— А-а. Знал он много. Его семья давно живет и работает здесь, и они знали все, что здесь происходило, за много лет. Не всегда сами, конечно, просто слышали, что происходит. Ну, ладно, мадам, не буду вас задерживать. Я только зашла сказать, как я вам благодарна.
— Как мило с вашей стороны, — сказала Таппенс. — Большое вам спасибо.
— Вам, верно, понадобится кто-нибудь для работы в саду.
— Пожалуй, — согласилась Таппенс. — Сами мы не разбираемся в садоводстве. Вы — возможно, вы… — она заколебалась, сомневаясь, время ли сейчас для подобных просьб, — возможна вы знаете кого-то, кто согласился бы поработать для нас.
— Ну, с ходу не могу сказать, но подумаю.

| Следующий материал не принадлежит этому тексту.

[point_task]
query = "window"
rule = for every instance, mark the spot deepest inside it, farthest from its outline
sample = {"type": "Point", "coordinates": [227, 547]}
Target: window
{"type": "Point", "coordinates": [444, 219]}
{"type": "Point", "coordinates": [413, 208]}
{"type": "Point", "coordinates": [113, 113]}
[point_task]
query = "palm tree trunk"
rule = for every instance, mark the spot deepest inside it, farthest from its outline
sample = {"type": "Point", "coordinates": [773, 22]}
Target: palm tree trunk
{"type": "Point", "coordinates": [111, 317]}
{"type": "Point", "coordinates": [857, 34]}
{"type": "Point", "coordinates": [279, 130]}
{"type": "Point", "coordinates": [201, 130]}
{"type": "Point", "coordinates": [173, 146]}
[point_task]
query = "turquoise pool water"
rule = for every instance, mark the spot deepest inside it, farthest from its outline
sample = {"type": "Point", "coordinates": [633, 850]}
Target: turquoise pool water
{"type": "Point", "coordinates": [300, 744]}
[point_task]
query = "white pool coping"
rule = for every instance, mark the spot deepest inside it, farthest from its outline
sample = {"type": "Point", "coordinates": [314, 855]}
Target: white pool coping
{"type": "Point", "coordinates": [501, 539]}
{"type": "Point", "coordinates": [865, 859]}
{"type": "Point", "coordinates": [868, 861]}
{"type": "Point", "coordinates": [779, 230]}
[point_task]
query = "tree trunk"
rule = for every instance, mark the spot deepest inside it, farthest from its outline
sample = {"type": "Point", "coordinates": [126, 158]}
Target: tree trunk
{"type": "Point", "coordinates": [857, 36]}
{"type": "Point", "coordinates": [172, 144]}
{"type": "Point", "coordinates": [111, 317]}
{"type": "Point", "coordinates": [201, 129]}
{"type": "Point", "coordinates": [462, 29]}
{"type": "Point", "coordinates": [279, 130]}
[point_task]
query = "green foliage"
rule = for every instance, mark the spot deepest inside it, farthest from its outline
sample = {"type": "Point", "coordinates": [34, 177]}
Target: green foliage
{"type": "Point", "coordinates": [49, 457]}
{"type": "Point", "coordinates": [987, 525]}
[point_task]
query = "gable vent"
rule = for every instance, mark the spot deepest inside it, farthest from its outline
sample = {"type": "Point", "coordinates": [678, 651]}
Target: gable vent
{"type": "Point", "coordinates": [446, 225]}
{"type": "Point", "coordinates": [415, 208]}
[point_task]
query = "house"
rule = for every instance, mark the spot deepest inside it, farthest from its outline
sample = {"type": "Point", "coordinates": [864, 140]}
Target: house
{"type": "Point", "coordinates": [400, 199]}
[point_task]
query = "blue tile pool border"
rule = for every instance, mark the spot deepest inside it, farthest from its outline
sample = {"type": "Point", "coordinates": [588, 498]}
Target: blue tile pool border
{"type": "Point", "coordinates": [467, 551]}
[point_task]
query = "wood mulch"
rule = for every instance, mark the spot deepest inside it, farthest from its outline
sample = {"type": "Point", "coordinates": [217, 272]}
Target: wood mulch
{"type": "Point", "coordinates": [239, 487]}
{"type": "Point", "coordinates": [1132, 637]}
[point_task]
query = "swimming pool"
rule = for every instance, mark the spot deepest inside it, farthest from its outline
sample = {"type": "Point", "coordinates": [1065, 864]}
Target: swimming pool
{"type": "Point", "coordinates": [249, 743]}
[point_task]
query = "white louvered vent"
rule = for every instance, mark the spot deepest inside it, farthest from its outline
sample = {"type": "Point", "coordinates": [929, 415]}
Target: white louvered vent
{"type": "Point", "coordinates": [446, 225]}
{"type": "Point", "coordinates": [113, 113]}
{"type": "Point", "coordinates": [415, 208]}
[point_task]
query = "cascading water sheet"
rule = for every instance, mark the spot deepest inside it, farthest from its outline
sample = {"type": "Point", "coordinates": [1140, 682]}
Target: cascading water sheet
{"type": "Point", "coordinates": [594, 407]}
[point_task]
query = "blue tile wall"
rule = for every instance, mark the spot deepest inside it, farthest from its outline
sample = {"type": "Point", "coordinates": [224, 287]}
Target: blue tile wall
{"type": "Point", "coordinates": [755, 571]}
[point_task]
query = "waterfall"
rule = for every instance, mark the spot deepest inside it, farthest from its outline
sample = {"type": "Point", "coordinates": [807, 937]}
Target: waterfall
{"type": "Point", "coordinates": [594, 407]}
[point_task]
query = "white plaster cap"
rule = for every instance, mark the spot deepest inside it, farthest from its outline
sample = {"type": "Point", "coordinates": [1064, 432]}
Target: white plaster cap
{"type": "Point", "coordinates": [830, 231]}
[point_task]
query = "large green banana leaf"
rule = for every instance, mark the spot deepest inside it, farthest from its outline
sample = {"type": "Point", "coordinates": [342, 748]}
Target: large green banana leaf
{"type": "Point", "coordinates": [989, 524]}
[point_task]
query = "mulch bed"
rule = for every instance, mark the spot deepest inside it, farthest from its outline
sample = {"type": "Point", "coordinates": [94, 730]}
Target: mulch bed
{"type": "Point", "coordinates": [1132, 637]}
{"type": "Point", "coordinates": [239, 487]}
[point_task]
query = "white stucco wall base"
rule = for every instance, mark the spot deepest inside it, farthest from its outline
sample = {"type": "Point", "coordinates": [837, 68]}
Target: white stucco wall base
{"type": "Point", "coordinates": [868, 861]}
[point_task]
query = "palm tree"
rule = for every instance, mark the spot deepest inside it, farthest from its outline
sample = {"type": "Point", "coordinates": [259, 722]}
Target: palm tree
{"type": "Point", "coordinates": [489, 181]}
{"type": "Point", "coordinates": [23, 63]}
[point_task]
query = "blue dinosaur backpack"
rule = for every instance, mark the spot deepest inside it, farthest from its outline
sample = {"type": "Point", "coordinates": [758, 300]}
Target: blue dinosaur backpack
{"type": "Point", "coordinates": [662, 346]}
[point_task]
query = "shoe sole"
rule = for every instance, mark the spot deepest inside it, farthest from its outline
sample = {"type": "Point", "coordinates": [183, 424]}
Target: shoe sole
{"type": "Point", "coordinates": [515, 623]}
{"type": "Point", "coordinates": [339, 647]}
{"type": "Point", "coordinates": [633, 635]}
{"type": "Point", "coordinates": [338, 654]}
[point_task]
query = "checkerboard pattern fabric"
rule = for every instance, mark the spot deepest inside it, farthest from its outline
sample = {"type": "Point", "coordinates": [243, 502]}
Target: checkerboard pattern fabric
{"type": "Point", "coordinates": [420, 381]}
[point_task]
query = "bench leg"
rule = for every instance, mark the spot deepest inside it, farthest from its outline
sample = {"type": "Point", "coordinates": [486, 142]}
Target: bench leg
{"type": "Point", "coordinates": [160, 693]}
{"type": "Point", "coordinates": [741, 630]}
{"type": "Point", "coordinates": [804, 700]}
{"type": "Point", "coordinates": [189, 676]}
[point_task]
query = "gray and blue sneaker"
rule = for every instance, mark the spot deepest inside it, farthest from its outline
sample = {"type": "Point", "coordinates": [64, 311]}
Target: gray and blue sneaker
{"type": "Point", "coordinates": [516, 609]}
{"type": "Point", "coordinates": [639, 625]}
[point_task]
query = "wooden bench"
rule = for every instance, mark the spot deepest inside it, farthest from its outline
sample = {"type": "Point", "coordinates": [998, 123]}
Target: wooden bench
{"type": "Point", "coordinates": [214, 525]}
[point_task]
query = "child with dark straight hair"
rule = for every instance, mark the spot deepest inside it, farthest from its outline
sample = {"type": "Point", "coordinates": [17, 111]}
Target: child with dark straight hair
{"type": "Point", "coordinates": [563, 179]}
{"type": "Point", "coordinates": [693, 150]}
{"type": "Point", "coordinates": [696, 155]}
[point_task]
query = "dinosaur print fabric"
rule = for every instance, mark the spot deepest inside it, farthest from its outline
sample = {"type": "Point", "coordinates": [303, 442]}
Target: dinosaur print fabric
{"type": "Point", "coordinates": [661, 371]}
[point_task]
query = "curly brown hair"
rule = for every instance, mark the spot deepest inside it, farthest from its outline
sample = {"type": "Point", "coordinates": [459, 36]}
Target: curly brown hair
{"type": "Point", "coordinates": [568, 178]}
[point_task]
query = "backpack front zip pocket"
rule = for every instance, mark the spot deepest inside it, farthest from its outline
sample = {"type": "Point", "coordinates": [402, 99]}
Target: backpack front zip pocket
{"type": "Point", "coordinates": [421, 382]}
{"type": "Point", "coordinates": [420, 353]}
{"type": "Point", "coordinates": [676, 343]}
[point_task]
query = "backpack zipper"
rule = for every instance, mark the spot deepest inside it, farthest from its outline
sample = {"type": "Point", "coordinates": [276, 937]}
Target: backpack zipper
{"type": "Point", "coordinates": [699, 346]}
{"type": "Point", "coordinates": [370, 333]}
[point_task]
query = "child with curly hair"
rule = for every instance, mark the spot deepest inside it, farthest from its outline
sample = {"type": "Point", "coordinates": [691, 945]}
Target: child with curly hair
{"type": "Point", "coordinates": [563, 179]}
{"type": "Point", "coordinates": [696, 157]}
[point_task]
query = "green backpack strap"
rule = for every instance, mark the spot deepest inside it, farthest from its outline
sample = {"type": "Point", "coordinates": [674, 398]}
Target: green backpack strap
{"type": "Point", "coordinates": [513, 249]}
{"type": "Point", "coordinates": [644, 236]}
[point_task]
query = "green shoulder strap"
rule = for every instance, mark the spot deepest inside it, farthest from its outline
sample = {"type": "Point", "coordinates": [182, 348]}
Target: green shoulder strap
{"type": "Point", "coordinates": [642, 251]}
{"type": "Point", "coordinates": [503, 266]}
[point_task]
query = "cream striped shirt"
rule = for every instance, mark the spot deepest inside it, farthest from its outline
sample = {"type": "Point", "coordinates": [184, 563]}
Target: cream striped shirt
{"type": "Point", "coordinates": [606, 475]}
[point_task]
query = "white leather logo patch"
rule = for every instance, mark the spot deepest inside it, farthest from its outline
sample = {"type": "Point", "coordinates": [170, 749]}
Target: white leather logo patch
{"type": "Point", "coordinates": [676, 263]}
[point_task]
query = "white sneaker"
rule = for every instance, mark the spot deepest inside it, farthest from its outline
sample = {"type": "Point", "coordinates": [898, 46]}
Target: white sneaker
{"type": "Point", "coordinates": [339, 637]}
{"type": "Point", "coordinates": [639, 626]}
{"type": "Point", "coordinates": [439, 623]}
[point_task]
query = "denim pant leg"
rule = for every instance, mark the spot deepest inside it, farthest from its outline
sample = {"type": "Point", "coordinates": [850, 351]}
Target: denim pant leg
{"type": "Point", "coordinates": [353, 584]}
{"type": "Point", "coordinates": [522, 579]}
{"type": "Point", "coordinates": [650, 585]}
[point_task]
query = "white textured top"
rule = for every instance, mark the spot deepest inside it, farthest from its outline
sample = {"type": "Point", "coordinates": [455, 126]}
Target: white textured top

Может, кого и вспомню. Я пошлю Хенри — это мой второй сын, — я пошлю его, если узнаю о ком-нибудь. Ну, до свидания.
— Как была фамилия Айзека? Никак не вспомню, — сказал Томми, проходя в дом.
— О, Айзек Бодликотт, кажется.
— Тогда это, получается, миссис Бодликотт?
— Да. Кажется, у нее несколько сыновей и девочка, и они все живут вместе. Знаешь, в том коттедже, что посреди Марштон Роуд. Думаешь, она знает, кто убил его? — спросила Таппенс.
— Вряд ли, — ответил Томми. — По ней непохоже.
— Откуда такая уверенность? — возразила Таппенс. — Внешность обманчива.
— По-моему, она просто пришла поблагодарить тебя за цветы. Она не показалась мне — ну — мстительной. Думаю, она бы высказала это.
— Может, да, а, может, нет, — заметила Таппенс. Она вошла в дом с задумчивым выражением на лице.
Глава 8
Воспоминания о дядюшке
На следующее утро, когда Таппенс указывала электрику на неудовлетворительно выполненную работу, ее прервали.
— Пришел какой-то мальчик, — объявил Элберт. — Хочет поговорить с вами, мадам.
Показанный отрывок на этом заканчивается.